Following the release of the UNEP report in 2011, Social Action continued to advocate for its full and credible implementation. Through research, public engagement, media advocacy, policy dialogue, community mobilisation, and collaboration with other environmental justice organisations, Social Action contributed to sustained pressure for the Federal Government and relevant institutions to move from acknowledgement of the crisis to concrete action.
In this sense, the May 2026 visit was both a continuation and a deepening of Social Action’s long-standing engagement. It provided an opportunity to observe how the implementation process has evolved, assess emerging lessons, and consider how the Ogoni experience can inform broader demands for remediation, public health response, and ecological justice across the Niger Delta, especially in Bayelsa State.

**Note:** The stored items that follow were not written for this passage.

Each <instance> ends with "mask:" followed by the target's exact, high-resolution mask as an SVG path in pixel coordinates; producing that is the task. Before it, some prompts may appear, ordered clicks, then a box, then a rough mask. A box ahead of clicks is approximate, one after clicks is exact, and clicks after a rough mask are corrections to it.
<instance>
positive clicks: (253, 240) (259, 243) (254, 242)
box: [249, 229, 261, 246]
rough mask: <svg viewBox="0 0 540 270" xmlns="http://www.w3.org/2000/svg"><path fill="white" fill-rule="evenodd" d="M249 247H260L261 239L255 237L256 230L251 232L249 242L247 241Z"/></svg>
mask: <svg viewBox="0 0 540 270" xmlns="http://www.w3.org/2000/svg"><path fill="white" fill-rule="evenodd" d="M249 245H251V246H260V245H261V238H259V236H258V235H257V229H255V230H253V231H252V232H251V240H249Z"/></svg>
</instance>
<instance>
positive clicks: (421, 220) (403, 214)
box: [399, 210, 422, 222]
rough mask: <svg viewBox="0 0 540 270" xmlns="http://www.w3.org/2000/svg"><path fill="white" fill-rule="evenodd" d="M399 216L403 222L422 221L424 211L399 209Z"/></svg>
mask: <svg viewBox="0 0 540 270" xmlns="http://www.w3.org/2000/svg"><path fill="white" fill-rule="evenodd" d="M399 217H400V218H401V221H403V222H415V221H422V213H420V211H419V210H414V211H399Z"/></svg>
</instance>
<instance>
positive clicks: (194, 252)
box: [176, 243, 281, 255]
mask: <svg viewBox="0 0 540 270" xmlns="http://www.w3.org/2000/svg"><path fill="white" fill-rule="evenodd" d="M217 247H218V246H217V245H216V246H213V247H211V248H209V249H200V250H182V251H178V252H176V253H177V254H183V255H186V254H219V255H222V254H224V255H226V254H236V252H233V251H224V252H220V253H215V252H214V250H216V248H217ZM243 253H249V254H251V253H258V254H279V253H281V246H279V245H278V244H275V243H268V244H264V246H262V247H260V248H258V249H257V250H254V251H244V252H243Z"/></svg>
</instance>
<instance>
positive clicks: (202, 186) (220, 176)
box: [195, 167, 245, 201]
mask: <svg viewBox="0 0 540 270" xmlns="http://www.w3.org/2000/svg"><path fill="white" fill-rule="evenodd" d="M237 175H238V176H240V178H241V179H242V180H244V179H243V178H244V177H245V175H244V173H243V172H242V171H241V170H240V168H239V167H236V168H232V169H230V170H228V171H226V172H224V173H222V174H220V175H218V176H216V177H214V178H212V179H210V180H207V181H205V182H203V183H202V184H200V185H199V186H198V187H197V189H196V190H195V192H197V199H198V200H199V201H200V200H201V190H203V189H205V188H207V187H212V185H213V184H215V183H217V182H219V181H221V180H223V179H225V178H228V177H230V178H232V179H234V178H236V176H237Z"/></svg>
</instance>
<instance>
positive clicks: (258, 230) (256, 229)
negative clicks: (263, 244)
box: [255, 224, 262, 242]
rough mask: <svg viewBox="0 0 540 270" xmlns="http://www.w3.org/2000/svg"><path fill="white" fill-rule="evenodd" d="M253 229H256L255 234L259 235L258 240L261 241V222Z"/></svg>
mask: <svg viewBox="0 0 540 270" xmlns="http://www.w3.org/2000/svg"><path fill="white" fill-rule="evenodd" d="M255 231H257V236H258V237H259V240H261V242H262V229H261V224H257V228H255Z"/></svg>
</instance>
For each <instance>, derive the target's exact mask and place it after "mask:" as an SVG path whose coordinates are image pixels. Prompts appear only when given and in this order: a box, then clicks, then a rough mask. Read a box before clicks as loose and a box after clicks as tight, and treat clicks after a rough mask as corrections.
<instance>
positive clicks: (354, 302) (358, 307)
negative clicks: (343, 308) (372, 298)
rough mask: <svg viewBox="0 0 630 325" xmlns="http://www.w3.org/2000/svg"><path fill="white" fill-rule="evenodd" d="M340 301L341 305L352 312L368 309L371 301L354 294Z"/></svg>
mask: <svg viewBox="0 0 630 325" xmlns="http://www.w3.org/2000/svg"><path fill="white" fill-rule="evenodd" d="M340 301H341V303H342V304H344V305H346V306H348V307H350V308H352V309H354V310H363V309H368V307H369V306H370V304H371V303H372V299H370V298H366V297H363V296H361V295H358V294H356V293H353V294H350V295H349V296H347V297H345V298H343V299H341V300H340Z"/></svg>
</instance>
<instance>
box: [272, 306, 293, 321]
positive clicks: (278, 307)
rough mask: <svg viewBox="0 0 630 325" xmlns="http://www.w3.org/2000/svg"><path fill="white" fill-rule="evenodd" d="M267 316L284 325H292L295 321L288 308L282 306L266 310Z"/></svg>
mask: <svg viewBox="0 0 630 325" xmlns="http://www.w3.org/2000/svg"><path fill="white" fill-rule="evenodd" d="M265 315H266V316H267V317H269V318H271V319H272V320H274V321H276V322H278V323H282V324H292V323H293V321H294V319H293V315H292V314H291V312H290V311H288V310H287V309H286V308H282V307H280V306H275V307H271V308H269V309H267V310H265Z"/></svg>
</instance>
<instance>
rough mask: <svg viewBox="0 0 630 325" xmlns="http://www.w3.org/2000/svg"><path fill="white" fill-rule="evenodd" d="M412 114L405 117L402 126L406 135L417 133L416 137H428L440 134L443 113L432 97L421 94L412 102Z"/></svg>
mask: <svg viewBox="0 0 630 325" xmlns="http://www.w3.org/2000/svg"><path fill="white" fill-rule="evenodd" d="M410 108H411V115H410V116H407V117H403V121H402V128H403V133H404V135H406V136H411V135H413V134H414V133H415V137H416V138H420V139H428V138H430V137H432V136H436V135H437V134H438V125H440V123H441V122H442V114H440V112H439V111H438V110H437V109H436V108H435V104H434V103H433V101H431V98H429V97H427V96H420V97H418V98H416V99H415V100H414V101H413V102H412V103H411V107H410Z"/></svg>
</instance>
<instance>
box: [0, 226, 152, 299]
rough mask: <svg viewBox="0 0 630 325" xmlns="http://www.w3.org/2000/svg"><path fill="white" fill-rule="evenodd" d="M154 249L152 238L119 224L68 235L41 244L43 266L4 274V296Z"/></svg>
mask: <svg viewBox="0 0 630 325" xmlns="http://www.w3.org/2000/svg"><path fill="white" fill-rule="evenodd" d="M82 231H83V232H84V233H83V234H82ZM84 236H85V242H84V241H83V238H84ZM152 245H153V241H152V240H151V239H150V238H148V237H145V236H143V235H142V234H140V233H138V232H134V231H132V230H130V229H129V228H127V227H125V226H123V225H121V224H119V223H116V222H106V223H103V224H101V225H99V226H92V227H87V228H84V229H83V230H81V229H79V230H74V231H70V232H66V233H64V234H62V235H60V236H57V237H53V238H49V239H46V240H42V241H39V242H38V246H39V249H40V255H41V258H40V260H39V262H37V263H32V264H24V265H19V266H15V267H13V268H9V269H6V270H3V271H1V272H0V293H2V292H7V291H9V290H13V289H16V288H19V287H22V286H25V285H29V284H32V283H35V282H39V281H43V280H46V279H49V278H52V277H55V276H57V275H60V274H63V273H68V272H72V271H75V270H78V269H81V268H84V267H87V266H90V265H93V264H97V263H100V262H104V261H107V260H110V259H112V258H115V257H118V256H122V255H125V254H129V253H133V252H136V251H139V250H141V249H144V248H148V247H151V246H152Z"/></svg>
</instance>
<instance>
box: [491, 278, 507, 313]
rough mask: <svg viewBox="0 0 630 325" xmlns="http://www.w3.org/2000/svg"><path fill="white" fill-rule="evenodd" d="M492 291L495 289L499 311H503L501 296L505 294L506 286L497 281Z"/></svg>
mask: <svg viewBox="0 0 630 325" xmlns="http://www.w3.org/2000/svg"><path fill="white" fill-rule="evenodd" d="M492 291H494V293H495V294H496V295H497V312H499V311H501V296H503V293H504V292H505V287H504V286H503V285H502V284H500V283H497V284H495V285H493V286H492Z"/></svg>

As the International Working Group continues its efforts to promote implementation of the BSOEC recommendations, the findings from the Ogoniland visit will contribute to ongoing research, policy engagement, advocacy, and dialogue on how best to secure environmental restoration and a just transition for communities across the Niger Delta.
For the IWG, the journey from environmental documentation to environmental justice is only beginning. The challenge now is to ensure that the hard lessons of Ogoniland help inform a more effective, accountable, and community-driven response to the wider environmental crisis facing the Niger Delta.